On my way to the office for the start of my night shift Monday I no sooner turned on my scanner than a call came in for an additional firetruck to go to the scene to help contain fuel being spilled and heading to the storm drains. At L-A Harley. I had nothing scheduled until later, so I headed that way. When I arrived, I will not lie. I was excited. A motorcycle was crushed under the wheels of a truck. What a great photo. Morbid perhaps. But for a photojournalist, a moving, well not really, but stunning imagery. I could tell at once nobody was seriously hurt. The demeanor of the police and firefighters is a dead, pardon the pun, giveaway. I shot, talked to firefighters and cops, bystanders, employees and the like. Shot some more and waited until there was a moment when the drivers were done talking with the police and firefighters. I approached them with my camera not pointing in their face, and managed to talk to both drivers and got information for a caption. The driver of the bike said the sun was in his eyes and he thought the truck was turning left, so he went to pass on the right. He made an assumption and paid the price. He is lucky to be alive.
While skulking around, waiting for one of them to put a hand on his head or face, or some other more dramatic moment, I got a call from a fellow Sun Journal employee. They were having mechanical difficulties with their vehicle and asked if I could come over and help. I hung out at the scene for a few more minutes. Documenting a scene like this is akin to covering a baseball game. You might get your best photo in the first inning, but stay the entire game hoping for a better one. I had some great shots already, but might have gotten a better one. I stayed a little longer, but didn’t get what I was looking for. I was focusing so long on trying to get one of the drivers, preferably Don Morris, the lucky one who was riding the bike, hoping he would express some emotion that would have put the photo over the top. But that didn’t happen. I did see the irony of the Ride Safe logo on the license plate and shot a closeup.
The first comment from a reader online said that photo told the story best. It is a wicked literal photo.

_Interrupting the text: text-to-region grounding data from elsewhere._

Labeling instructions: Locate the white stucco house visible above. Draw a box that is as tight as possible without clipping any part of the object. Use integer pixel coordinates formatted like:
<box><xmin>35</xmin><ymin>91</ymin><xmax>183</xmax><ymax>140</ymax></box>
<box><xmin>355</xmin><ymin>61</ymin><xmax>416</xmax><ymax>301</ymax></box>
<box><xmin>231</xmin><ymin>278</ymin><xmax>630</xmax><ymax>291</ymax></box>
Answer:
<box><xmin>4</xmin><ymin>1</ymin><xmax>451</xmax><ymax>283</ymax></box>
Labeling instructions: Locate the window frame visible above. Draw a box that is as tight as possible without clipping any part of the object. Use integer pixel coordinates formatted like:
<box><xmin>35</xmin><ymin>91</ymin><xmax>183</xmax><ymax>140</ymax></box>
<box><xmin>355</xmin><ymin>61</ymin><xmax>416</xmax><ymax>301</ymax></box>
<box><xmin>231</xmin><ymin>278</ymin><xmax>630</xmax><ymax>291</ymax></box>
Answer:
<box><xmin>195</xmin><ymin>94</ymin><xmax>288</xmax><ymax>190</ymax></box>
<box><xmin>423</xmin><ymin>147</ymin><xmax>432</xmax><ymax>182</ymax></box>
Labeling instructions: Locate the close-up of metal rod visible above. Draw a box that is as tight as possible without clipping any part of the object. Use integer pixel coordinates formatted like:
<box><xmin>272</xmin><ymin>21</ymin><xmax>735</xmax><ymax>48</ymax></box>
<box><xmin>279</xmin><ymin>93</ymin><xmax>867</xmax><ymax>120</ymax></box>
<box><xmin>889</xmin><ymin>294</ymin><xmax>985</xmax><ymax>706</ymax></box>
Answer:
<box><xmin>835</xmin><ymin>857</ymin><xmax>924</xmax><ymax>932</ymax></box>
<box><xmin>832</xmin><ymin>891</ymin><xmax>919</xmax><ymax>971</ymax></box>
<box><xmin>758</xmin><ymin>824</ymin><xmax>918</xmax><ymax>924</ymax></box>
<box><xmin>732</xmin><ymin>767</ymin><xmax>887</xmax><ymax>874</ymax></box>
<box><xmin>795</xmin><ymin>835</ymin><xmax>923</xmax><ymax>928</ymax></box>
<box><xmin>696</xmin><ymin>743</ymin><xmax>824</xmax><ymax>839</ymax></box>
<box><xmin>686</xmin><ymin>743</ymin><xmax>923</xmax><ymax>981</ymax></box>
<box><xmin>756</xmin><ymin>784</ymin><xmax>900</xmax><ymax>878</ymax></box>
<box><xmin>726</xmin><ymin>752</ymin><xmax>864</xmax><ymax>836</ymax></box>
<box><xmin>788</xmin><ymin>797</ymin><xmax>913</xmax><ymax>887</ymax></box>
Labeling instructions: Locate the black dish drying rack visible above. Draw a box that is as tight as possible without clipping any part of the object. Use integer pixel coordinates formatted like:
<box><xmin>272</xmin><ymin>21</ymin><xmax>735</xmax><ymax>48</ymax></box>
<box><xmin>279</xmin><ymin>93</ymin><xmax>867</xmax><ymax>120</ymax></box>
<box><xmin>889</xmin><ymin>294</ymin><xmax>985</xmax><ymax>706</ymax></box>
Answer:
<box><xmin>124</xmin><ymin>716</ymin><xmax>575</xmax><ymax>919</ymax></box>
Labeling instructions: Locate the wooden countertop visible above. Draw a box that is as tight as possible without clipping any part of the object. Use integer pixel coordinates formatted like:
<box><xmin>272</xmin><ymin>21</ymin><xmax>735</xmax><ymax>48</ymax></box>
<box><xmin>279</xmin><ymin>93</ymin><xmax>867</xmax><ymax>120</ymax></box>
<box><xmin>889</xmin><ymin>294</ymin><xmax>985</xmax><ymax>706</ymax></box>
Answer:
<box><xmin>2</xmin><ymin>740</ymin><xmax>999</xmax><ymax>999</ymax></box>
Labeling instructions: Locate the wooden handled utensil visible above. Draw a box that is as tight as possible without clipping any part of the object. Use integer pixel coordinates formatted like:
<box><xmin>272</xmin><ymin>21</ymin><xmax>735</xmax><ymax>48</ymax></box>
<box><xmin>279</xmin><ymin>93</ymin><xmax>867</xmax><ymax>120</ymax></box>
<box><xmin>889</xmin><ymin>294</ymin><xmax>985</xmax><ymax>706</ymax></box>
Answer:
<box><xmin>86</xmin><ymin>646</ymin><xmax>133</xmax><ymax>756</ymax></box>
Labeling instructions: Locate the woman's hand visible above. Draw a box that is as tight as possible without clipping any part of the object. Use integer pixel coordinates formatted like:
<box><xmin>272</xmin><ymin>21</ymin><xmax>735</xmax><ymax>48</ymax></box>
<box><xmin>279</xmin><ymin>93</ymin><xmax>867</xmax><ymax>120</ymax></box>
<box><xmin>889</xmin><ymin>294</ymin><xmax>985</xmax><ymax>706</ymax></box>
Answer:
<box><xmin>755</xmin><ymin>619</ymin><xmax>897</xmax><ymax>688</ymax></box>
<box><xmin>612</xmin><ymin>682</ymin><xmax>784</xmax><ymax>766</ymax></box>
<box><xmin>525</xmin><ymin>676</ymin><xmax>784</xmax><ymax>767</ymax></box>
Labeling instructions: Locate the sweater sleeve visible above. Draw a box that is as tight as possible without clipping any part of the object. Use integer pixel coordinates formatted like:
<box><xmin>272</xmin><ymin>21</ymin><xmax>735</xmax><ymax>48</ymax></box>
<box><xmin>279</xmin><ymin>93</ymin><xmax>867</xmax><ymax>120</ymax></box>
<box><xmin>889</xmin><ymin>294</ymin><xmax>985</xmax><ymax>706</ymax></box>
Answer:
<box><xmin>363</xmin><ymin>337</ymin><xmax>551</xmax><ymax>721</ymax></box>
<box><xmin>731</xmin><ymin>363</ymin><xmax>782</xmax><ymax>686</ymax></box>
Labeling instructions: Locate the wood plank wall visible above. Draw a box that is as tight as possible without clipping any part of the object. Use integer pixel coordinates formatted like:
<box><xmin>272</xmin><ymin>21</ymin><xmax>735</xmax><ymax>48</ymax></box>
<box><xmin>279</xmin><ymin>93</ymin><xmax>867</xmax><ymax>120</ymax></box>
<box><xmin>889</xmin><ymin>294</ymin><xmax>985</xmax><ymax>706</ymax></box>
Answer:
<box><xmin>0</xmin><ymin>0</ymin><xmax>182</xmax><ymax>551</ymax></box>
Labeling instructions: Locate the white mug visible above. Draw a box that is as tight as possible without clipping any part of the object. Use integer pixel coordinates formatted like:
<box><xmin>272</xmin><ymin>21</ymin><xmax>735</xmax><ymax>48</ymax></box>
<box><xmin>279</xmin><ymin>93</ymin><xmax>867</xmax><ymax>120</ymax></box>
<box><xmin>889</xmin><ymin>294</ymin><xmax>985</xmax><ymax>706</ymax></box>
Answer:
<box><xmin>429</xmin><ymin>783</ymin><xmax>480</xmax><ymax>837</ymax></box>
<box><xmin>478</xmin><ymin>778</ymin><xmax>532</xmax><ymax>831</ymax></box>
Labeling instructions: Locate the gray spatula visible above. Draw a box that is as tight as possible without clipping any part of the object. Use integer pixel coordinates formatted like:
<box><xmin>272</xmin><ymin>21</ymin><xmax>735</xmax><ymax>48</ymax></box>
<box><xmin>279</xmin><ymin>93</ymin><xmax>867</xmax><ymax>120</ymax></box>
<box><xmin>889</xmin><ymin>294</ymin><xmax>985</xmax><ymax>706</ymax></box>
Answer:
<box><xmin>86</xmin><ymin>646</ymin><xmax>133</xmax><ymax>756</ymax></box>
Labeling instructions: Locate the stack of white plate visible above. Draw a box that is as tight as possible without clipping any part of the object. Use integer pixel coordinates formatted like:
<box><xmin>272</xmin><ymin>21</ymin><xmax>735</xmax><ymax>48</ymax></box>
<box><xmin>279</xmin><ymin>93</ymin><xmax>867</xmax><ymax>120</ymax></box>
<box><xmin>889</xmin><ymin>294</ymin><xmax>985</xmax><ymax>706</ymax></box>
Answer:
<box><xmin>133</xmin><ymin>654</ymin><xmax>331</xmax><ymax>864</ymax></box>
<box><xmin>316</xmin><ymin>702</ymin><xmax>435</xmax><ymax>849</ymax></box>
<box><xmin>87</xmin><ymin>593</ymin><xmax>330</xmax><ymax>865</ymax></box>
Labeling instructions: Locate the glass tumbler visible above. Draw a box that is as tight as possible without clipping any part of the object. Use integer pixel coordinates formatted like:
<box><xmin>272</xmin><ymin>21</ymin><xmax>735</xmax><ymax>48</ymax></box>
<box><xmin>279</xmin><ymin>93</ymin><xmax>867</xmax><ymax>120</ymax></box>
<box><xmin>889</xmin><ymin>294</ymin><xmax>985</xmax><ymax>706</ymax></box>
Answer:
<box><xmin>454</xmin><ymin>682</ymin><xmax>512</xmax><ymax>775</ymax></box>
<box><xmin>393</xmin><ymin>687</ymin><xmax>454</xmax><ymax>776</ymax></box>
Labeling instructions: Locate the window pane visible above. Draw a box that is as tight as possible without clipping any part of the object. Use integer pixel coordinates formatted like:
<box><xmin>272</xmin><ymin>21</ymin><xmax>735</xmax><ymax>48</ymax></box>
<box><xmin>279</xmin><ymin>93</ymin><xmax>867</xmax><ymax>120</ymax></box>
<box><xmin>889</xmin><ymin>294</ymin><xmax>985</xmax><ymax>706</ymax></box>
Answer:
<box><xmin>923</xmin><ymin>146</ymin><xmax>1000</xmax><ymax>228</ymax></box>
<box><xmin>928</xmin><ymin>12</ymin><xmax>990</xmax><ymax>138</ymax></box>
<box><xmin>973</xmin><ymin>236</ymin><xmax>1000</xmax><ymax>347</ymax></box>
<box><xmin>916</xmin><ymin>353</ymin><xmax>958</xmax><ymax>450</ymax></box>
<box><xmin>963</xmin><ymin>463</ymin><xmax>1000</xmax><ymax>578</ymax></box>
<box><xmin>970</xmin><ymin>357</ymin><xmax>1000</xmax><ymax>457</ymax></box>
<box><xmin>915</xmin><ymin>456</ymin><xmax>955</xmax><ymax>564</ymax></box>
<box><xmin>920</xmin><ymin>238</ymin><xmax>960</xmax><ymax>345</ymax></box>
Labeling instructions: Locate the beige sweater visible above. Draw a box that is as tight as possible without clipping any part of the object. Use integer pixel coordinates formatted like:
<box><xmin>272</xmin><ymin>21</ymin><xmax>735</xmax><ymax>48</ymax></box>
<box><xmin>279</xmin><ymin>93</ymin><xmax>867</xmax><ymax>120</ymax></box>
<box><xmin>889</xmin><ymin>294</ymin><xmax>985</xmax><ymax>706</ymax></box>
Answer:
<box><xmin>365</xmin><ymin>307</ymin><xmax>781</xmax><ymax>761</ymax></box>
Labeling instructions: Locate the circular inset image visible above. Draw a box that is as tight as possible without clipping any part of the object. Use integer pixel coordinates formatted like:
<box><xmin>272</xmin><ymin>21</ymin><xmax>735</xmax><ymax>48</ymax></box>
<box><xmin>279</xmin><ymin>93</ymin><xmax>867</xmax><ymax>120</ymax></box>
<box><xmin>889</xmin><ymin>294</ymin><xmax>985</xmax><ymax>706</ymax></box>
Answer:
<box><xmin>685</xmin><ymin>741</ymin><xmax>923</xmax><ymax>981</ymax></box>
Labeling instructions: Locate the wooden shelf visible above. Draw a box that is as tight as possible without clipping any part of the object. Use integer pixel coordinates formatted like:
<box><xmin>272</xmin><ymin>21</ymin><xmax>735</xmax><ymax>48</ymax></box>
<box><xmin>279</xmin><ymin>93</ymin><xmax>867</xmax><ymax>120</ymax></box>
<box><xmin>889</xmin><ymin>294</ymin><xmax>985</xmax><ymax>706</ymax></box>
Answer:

I helped my colleague with their car issue and headed to the office where I uploaded the photos to the website and headed to CMMC where I shot a video and photos of a class about eating better that will be our Eats for this Sunday’s B section. I learned about the benefits of a vegan diet and was entertained by a former Soviet bloc cook who has traveled the world and for a month, for free, show anyone interested, how to eat better and have it taste good.
About 10 minutes into it, I got a call from Judy Meyer, managing editor days, and a great boss, talented writer, editor and champion of freedom of the press, telling me there is a possible structure fire, but will call back if it turns out to be bad, so don’t go yet, but can you scoot if needed. Of course. Don’t worry about it came the call 5 minutes later. Five after that, it might be something, can you check it out when you get done.
I did and in the middle of shooting that, a call for smoke coming from Blake Street Towers. Race there and while getting out of my car there, a call for possible smoke coming from Bates Mill. I can see smoke for sure coming from Blake Street, so I start shooting. Some trucks diverted to the mill, but later the caller reporting the Bates Mill fire calls back and says it just the smoke from the towers. Unlike the TV guys who tend to stay in one place, I walk around the entire building and get a variety of different scenes playing out.
Head back to the office, process the lot, and get ready to punch out a few minutes early. Call it not getting a lunch break. An eventful, but short shift for a change. Just then a friend, knowing I am late guy, calls and says “nice night for a bike ride, ya think!”
Monday night’s I usually get home when everyone is calling it a night anyway, it could not be any better weather, I did not get to the gym today, ok. What a perfect night for a ride through LA. A minute before midnight I get home and my oldest son Ryan is just going to bed. I say goodnight and tell him I am taking Allie for a walk. His eyes open wide, sits up and says. “I’m coming, I want to spend some time with you dad.” We have gone on hundreds of walks with the dog, many late at night. But both of us know they will be coming to an end soon as he is heading off to boot camp at the end of the summer. I am so proud of him, happy for him, and am confident he will do great things. But damn if I won’t miss my son. A great way to end my day.
Of all the images I have from today, the one that will last the longest is the look in Ryan’s eyes when he shot up from his bed with a big smile on his face, wanting nothing more than to spend time with me.